Young Artists render the pain of suffering abuse through Theatre
“The transition from a victim of sexual violence to a survivor is a journey and the feeling never truly goes away”
–Mary Therese Kurkalang, Artist
North East Network Shillong, had the pleasure of hosting a powerful performance on the harrowing experience that victims of sexual abuse go through and the consequences of society’s judgement on them. This was brought to us by Zubaan, co-creators of the Performance through their Projects Stepping Stones as Body of evidence that works ‘through creative forms such as theatre, art and poetry, in order to create the social space for what they hope will be open, transformative dialogues with youth on understanding structures of violence, particularly sexual violence and impunity.’
Held at our Resource centre, the artists believe that this is their ‘individual’ and collective response’ to the issue. The Act, all in all, is a three-part performance. Abigail Nongsiej uses poetry to express how judgement and even social norms can be forms of abuse. Our definitions of decent clothing, for example, give perpetrators the licence to objectify bodies and while victims are ridden with shame and guilt. Through her words, she holds society accountable for legitimising abuse through normative standards that have no logical basis.

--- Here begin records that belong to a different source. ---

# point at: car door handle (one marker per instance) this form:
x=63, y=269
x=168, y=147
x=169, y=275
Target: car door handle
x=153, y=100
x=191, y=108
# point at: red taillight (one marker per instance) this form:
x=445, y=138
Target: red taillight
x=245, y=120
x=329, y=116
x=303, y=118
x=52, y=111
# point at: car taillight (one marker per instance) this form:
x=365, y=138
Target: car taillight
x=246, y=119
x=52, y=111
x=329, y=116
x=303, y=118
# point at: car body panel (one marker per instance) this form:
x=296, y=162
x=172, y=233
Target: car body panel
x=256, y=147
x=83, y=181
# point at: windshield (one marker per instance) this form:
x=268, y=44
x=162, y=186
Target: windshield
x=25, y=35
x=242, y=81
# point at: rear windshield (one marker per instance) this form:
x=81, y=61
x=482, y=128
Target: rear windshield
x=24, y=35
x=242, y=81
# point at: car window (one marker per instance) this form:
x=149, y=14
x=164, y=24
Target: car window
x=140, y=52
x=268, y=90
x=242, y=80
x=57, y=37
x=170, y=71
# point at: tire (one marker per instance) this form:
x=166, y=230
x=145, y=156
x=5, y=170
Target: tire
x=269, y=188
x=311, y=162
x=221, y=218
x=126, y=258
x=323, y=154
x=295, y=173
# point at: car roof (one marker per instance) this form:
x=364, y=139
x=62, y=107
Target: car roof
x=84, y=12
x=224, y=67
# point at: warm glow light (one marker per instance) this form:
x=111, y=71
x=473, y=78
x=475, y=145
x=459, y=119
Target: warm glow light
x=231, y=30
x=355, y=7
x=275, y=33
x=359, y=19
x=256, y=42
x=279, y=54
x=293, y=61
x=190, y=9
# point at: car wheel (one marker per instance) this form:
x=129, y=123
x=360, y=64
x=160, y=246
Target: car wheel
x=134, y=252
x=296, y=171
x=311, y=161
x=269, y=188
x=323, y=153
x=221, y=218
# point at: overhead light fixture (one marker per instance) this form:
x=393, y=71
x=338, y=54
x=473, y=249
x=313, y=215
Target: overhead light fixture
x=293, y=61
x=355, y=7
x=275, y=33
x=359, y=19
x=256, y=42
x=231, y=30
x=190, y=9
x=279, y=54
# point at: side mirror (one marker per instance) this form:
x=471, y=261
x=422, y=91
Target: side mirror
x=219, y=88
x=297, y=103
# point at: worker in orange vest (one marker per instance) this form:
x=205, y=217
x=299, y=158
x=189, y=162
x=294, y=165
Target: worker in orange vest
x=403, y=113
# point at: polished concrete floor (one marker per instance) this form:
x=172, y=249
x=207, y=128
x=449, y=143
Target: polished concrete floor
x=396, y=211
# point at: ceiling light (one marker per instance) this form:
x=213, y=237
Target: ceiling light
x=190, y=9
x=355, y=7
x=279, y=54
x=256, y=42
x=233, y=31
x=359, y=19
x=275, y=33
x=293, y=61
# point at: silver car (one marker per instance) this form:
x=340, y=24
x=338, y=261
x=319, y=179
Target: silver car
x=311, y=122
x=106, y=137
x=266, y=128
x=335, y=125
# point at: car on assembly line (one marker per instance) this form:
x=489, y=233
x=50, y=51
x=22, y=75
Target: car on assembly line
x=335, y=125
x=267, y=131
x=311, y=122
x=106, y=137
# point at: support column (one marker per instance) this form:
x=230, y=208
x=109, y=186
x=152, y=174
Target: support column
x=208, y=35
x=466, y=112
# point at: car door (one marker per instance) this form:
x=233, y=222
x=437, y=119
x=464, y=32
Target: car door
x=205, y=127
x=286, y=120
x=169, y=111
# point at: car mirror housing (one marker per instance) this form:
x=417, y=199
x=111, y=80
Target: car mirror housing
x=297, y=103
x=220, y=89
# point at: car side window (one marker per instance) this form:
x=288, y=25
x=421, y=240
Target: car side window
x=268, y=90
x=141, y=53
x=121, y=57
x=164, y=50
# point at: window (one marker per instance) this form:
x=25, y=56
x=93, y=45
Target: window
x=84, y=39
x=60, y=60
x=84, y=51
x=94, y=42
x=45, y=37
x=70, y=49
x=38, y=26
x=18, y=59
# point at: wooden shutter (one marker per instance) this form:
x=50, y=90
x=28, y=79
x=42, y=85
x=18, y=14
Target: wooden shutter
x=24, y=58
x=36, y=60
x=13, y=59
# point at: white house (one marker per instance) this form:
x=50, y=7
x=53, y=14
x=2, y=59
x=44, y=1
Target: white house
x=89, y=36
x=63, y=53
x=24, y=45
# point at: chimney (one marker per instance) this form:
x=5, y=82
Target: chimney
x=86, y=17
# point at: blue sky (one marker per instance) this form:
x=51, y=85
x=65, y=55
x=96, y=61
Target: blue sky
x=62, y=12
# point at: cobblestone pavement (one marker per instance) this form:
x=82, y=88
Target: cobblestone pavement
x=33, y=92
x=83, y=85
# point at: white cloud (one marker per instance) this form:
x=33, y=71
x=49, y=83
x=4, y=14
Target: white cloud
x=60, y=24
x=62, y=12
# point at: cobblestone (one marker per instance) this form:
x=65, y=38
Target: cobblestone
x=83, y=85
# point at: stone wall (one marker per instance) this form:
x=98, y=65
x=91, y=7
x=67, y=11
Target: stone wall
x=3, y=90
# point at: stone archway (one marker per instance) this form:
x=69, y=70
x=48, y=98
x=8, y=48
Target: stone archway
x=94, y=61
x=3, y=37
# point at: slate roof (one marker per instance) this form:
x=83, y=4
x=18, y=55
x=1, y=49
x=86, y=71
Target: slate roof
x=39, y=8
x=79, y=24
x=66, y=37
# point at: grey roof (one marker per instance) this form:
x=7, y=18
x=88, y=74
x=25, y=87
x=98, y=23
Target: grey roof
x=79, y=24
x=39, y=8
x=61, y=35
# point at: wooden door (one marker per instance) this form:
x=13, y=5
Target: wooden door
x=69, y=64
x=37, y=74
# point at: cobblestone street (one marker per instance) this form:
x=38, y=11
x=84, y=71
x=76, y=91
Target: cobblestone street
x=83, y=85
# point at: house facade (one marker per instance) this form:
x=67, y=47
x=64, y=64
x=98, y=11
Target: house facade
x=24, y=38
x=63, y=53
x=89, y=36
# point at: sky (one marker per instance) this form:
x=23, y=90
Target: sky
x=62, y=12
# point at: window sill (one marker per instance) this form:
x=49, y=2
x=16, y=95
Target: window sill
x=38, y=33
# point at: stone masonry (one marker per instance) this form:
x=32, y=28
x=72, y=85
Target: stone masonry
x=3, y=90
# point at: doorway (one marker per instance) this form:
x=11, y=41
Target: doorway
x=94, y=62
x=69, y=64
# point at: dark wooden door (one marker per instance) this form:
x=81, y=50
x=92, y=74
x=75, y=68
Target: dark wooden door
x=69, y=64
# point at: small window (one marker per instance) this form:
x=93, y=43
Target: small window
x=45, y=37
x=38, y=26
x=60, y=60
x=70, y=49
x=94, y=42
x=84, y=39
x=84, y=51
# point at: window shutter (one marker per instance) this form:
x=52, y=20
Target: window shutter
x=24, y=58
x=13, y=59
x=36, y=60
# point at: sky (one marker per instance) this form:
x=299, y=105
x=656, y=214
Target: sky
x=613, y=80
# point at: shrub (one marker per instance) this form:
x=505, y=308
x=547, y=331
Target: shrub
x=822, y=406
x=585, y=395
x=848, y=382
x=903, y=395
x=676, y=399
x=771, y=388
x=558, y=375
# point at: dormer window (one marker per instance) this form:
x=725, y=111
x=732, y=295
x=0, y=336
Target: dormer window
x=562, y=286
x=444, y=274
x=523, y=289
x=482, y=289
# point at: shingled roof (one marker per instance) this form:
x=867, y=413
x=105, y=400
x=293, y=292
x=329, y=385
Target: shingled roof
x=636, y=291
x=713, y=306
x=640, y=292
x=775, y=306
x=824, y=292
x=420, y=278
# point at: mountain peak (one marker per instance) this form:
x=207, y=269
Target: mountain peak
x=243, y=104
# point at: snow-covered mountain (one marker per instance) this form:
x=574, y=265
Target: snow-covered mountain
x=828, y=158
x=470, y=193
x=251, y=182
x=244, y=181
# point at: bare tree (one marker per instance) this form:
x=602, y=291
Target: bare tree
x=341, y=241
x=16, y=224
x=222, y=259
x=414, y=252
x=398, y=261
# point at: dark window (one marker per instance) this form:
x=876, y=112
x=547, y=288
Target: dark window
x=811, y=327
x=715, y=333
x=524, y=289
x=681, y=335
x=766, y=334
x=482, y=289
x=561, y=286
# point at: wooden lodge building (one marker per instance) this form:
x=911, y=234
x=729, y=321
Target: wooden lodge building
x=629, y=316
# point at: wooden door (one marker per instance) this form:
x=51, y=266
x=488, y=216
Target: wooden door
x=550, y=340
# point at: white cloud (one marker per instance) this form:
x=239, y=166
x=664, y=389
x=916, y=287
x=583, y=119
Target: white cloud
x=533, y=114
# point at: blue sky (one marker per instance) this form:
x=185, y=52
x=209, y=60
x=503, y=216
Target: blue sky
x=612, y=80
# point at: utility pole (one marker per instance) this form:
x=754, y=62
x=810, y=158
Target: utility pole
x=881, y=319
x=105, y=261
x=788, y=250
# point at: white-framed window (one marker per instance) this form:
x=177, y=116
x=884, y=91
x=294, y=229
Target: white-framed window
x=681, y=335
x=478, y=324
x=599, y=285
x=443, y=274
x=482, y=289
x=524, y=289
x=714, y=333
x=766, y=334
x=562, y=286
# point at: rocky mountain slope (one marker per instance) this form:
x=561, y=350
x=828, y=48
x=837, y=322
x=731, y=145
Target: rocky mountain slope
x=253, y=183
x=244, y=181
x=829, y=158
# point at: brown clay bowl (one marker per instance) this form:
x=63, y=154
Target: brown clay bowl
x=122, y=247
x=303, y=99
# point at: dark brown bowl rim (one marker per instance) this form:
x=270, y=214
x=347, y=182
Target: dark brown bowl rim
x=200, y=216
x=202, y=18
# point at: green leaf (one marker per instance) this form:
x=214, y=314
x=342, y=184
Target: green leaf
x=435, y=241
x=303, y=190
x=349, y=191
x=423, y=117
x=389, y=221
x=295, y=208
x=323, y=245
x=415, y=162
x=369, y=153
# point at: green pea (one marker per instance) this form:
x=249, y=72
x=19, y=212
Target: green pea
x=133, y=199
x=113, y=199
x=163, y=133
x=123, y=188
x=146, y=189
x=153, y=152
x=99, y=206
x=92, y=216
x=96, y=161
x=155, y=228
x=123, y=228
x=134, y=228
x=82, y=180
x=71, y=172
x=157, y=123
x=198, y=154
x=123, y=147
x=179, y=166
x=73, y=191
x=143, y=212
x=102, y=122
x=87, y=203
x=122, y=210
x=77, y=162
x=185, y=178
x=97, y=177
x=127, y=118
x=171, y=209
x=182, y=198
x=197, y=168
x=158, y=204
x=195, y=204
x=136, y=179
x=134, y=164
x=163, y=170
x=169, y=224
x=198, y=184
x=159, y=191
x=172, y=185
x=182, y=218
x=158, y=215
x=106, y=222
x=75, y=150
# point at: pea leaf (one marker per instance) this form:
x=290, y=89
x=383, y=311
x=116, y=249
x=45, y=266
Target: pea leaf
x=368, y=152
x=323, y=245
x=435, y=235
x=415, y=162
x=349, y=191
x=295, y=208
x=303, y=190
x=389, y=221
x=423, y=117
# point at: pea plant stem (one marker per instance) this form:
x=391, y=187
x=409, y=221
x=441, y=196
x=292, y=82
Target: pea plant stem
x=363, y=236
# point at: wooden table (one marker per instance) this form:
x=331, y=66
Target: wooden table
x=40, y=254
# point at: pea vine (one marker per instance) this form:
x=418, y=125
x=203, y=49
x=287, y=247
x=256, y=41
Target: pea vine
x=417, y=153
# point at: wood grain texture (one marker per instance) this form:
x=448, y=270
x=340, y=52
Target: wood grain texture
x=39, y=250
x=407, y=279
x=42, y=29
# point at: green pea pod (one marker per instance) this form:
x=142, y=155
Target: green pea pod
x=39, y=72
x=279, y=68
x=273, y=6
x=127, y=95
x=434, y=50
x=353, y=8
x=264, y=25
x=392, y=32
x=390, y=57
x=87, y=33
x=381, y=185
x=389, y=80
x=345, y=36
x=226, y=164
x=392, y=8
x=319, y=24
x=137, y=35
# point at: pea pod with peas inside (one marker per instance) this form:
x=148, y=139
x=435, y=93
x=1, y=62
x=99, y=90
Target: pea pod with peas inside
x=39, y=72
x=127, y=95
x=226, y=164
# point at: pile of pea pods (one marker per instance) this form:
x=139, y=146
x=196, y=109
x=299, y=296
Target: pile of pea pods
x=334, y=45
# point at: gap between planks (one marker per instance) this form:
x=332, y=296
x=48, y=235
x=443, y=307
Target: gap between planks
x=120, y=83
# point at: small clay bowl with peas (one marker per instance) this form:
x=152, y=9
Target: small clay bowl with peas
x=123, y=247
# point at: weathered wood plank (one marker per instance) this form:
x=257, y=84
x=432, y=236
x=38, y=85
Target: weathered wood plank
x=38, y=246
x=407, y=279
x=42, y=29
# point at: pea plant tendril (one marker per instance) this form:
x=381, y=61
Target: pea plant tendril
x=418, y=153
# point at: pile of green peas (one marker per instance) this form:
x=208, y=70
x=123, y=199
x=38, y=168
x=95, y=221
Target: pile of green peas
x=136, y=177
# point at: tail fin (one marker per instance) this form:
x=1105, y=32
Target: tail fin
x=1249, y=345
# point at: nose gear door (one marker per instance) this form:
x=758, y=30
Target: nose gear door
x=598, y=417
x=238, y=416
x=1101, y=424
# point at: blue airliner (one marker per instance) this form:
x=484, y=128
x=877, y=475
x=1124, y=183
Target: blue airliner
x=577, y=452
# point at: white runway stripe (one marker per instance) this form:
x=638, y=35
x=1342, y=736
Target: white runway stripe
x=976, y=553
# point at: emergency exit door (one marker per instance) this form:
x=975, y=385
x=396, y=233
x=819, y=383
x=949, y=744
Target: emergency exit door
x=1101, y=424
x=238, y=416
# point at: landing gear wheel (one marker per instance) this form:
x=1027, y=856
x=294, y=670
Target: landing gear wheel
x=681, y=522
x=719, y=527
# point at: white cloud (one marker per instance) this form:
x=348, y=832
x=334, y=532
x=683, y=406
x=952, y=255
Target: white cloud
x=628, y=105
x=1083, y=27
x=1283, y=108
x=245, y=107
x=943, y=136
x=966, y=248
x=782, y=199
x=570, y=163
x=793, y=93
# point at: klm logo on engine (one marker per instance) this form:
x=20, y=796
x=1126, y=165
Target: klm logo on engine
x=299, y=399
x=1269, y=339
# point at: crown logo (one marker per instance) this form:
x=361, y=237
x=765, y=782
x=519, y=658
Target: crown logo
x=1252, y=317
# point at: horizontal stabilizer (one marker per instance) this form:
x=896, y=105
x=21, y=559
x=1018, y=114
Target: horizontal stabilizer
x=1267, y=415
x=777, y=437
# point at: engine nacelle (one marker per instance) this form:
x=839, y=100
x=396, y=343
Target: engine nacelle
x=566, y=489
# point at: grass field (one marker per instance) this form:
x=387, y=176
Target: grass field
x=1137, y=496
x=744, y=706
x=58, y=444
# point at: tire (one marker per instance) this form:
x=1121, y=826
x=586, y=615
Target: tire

Rangchirik Marak is a body artist who chooses to exhibit the long and arduous journey that a victim of sexual violence must undergo to become a survivor. Her character moves from self-loathing to acceptance to continuous failed attempts to cope until she finally does. The piece raises important issues like lack of a support system for sexual abuse victims, their lonely journey to deal with abuse and whether a society that punishes victims instead of culprits is one worth endorsing.
Finally, Clyde Thangkiew, uses dance to bring the audience’s attention to a category of victims that are drowned in society toxic masculine narratives- male victims of sexual abuse. He demonstrates how men, unlike women who are penalized for being victims, are ridiculed for the inability to protect themselves and thus shut down and condemned to live in denial. In many cases, however, the pain catches up and this extreme suppression of emotions, hurt and anger leads to self-destruction and suicide.
Lapdiang Syiem brings these budding artists together in a heart-wrenching display of social injustice and latent acceptance of a heinous evil like sexual violence and abuse. Post the performance, she initiated a dialogue by sharing Zubaan’s findings and storied from their sexual violence and impunity project that led to the subsequent projects of which this particular series of performances emerged.
A very engaging conversation ensued led by Mary Therese Kurkalang, a renowned artist and art curator from the North East and Joy Syiem, State Director, North East Network Shillong. Ms Kukalang shared her personal experience of abuse and points out that the most protected culprits of sexual exploitation are family members due to the fear of spoiling relationships. Ms Syiem added that this is more acute in Meghalaya due to the perception that matrilineal societies are rid of any form of gender-based violence. Many among the audience including our outreach workers that deal with such victims in their everyday lives, shared their experiences and the event concluded with each rethinking definitions of abuse and the complexity of procuring justice.
NEN acknowledges the brilliantly talented performers as well as Zubaan for having pioneered this Act and facilitated its journey in Shillong.